Wolff erwartet “klare Botschaft” Hopping Lewis Hamilton “wirklich vorbei”
12.06.2022, 08:47 Uhr
Im Rahmen des Großen Preises von Aserbaidschan hat insbesondere Mercedes noch mit einem schmerzhaften Problem zu kämpfen: Rennautos verhalten sich bei hohen Geschwindigkeiten, die Mercedes nicht kontrollieren kann und die Fahrer stark beeinträchtigen. Der Mercedes-Chef erwartet, dass die Fahrer rebellieren.
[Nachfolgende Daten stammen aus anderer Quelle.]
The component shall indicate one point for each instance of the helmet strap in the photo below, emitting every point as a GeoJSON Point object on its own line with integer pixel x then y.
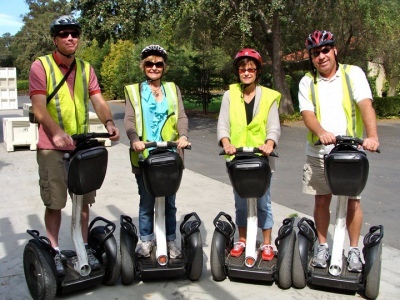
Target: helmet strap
{"type": "Point", "coordinates": [66, 55]}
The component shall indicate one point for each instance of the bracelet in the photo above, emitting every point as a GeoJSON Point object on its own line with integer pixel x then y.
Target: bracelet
{"type": "Point", "coordinates": [109, 120]}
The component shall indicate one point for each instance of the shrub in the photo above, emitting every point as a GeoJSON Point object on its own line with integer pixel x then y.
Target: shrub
{"type": "Point", "coordinates": [23, 86]}
{"type": "Point", "coordinates": [387, 106]}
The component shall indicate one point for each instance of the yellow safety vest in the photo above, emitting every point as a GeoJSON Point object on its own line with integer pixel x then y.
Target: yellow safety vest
{"type": "Point", "coordinates": [71, 114]}
{"type": "Point", "coordinates": [169, 132]}
{"type": "Point", "coordinates": [353, 115]}
{"type": "Point", "coordinates": [253, 134]}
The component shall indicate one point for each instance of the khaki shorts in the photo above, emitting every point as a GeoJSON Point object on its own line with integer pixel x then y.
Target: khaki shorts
{"type": "Point", "coordinates": [314, 182]}
{"type": "Point", "coordinates": [53, 180]}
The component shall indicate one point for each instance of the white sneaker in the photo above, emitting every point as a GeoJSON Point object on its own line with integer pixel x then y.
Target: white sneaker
{"type": "Point", "coordinates": [144, 248]}
{"type": "Point", "coordinates": [174, 251]}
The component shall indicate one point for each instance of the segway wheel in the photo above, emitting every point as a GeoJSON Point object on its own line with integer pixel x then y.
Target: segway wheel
{"type": "Point", "coordinates": [217, 257]}
{"type": "Point", "coordinates": [108, 254]}
{"type": "Point", "coordinates": [194, 268]}
{"type": "Point", "coordinates": [39, 274]}
{"type": "Point", "coordinates": [299, 279]}
{"type": "Point", "coordinates": [127, 257]}
{"type": "Point", "coordinates": [373, 278]}
{"type": "Point", "coordinates": [285, 266]}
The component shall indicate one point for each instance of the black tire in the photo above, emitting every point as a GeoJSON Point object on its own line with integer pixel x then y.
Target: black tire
{"type": "Point", "coordinates": [285, 267]}
{"type": "Point", "coordinates": [217, 253]}
{"type": "Point", "coordinates": [39, 274]}
{"type": "Point", "coordinates": [194, 268]}
{"type": "Point", "coordinates": [127, 258]}
{"type": "Point", "coordinates": [373, 279]}
{"type": "Point", "coordinates": [299, 278]}
{"type": "Point", "coordinates": [109, 255]}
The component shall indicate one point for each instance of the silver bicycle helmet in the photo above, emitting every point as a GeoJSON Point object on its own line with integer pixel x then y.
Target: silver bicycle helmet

Laut Mercedes-Teamchef Toto Wolff können Formel-1-Autos manchmal aus einer neuen Regeldebatte mit Fahrern herausspringen. Fahrer diskutieren bereits über das Thema: „Für uns ist es ein Problem, dass wir uns in den kommenden Jahren mit Regularien auseinandersetzen müssen, die uns körperlich betreffen“, sagte Wolff am Rande des Großen Preises von Aserbaidschan in Baku. .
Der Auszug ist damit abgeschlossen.